PERSBERICHT - 18 januari 2016
De BTV heeft zijn zienswijzen aan de gemeente Rotterdam kenbaar gemaakt op meerdere ontwerpplannen. Lees hier het persbericht van de vereniging.
PERSBERICHT
(Vrij voor overname en publicatie)
Rotterdam, 18 januari 2016
De Vereniging Bewoners tegen Vliegtuigoverlast RotterdamAirport (BTV) heeft zijn zienswijzen aan de gemeente Rotterdam kenbaar gemaakt op
- het ontwerp bestemmingsplan Rotterdam The Hague Airport (RTHA),
- het ontwerp bestemmingsplan Parapluherziening geluidszone RTHA, en
- de planMilieuEffectRapportage RTHA, hierna te noemen planMER.
De BTV wil dat in het politieke debat te gelegener tijd expliciet wordt vastgelegd dat met de instemming met het bestemmingsplan en de parapluherziening op geen enkele manier een voorschot wordt genomen op het nieuwe luchthavenbesluit.
Het bestemmingsplan RTHA stelt dat het is gebaseerd op het zogenaamde masterplan voor RTHA van eigenaar Schiphol, en dat het de ambities uit dat masterplan mogelijk maakt. Het masterplan gaat uit van 2,5 mln. passagiers, en niet van het huidige aantal passagiers. De BTV wil vragen om dit te verduidelijken.

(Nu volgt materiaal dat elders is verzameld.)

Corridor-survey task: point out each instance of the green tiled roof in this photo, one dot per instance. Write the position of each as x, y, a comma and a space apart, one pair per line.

De BTV verzoekt ook om te verduidelijken in welke mate de rentabiliteit van RTHA afhankelijk is van de landzijdige exploitatie (vastgoed), en in welke mate de voorliggende plannen RTHA daarbij helpt.
De BTV wil voorts vragen om in het bestemmingsplan te verduidelijken welke consequenties worden verbonden aan de constatering in het plan dat RTHA ingesloten ligt tussen grootschalige woningbouwlocaties: welke maatregelen worden genomen om de overlast van de huidige en toekomstige omwonenden te verminderen? Naar de mening van de BTV is een geleidelijke krimp van RTHA gewenst in plaats van steeds maar verder willen groeien.
De voornemens ten aanzien van het zogenaamde proefdraaien van vliegtuigmotoren na reparatie of onderhoud passen niet bij een RTHA, dat meer en meer ingeklemd is door grote woongebieden. Dat de daarvoor geldende geluidsnorm door het proefdraaien zal worden overschreden, vindt de BTV niet aanvaardbaar.
De BTV vindt het voorts belangrijk dat onderzoek wordt gedaan naar de gevolgen van het grondgeluid op RTHA en dat de resultaten van dit onderzoek in het voorliggende plan worden opgenomen.
De BTV merkt op het bestemmingsplan ten onrechte stelt dat dat op RTHA vakantievluchten slechts ‘aanvullende’ vluchten zijn: RTHA is feitelijk primair een vakantievluchten-luchthaven en geen zakenluchthaven. Dat RTHA dus een zakenluchthaven is, hetgeen ook contractueel is vastgelegd tussen de gemeente Rotterdam en Schiphol/RTHA, is onjuist. De BTV vraagt om te verduidelijken hoe de verhouding zakelijke versus vakantiebestemmingen resp. passagiers de afgelopen 10 jaar is geweest, en wat de planning in elk der komende 10 jaar is. Een geleidelijke krimp van RTHA kan naar de mening van de BTV overigens goed gepaard gaan met een groei van de zakelijke reizigers, mits het aantal andere reizigers afneemt.
De BTV wil vragen om de ook hier weer ten tonele gevoerde stelling dat “de vloot op RTHA tot de stilste in zijn klasse behoort” uitvoerig van een onderbouwing te voorzien.
De BTV vindt het zeer belangrijk dat er een goed onderzoek komt naar de gevolgen van de (ultra)fijnstofuitstoot bij RTHA, en dat de resultaten daarvan in het voorliggende plan worden opgenomen.
De planMER constateert dat voor RTHA momenteel geen extern veiligheidsbeleid van toepassing is, resp. dat er vanuit de wetgeving geen beperkingen op het gebied van externe veiligheid gelden. Dat baart de BTV zorgen.
De BTV vraagt voorts om, nu en periodiek straks, op een transparante wijze openbaar te maken, in welke mate de huidige en de nieuwe bedrijven ‘luchthavengebonden’ zijn.
In het bestemmingsplan wordt tot slot gesteld dat onder andere in verband met vroege en late vluchten, extra hotelcapaciteit gewenst is. De BTV pleit voor een later begin van de ochtendvluchten en een vroeger einde van de avondvluchten op werkdagen, en in het weekend bij voorkeur geen of zeer beperkt vliegverkeer.